Could be a combination of two contributors. Short/maxed out alt output and heat from manifold pushed it to red hot. In stock configuration, the charge wires run to the loom under the radiator, across, and into the fusebox. If that link did not blow, then you have a dead short somewhere along the path between the alt and fusebox (if it is a short, which I don't think it is because the car was functioning and the link between the charge wires and the battery didn't blow). In stock configuration, the fusebox is between the battery and alt, check the fusebox, if it was hot enough at your alt and was coming from the battery, the plastic on the fusebox should be a molten mess right now.

A stock alternator should not be able to produce enough current to cook those lines though, otherwise they would have to be fused at the terminal to protect against fires. Heat from your manifold is a more likely suspect.
 
I got some info from a buddy of mine that it might have been the nut. He told me that if the nut gets loose at the alternator it can cook the wires. Got the new wire hooked up and everything seems to be fine. Need to get a multimeter and see if im getting 12v from the alt to the fuse box
 
^^^If youre wanting to check for voltage there because your windows and stuff are only working when the car is running, the problem is that the fuse between the alternator and battery is blown, which of course you will find with the multimeter.:thumb:
 
I didn't read all of the original posts. But there's 2 reasons for it to be so hot it glows. High resistance which is bad and short to ground. Either way the wire is done now its been to hot and now the copper will be brittle. Run a new wire from the alternator to the fuse box or wherever it terminates on your car and call it a day.
 
I agree with brian, run yourself a new power wire and make sure THE GROUNDS ARE GOOD. Resistance is the culprit, in whatever form it takes.

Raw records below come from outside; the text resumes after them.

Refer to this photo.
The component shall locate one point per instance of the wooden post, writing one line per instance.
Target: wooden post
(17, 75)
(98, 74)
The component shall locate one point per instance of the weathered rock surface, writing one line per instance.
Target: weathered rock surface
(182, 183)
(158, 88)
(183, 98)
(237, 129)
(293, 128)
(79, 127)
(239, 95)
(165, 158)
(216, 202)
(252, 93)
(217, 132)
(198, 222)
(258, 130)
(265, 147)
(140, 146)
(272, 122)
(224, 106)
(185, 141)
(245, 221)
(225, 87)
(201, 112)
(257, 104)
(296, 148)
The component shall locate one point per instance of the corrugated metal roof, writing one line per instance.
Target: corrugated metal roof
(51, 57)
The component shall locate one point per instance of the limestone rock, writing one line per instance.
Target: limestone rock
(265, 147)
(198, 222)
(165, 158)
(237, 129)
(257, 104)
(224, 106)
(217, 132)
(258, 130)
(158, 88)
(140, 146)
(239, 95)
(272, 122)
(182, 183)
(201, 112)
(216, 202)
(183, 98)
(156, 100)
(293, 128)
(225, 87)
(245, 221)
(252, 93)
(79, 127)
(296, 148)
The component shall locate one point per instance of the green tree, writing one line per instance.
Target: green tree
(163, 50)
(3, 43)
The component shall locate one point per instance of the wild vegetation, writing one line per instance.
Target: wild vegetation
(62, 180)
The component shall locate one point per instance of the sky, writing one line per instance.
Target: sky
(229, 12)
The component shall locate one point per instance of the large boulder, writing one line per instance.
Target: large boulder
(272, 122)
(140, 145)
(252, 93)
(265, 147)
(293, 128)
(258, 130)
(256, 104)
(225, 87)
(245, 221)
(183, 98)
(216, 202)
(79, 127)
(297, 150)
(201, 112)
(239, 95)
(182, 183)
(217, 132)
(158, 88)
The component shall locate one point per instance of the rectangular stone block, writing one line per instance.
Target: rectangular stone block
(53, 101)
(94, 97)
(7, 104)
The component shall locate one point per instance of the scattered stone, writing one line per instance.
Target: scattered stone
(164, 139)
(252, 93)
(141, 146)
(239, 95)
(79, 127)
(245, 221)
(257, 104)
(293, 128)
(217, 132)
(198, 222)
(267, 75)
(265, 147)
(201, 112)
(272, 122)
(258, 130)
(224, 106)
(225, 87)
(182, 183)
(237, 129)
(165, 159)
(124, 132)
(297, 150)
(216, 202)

Do "The Big 3" wiring upgrade. New feed of good size, 2-4 ga, from the alternator to the battery fuse. New ground to the block and frame and I run an extra ground to the alternator itself. All big gauge wire.
 
It sounds to me like the wire from the fuse block to the alternator is corroded creating a ton of resistance therefore heating up. the fuse isn't blown so it can't be a short to ground the only other logical explanation is poor conductivity.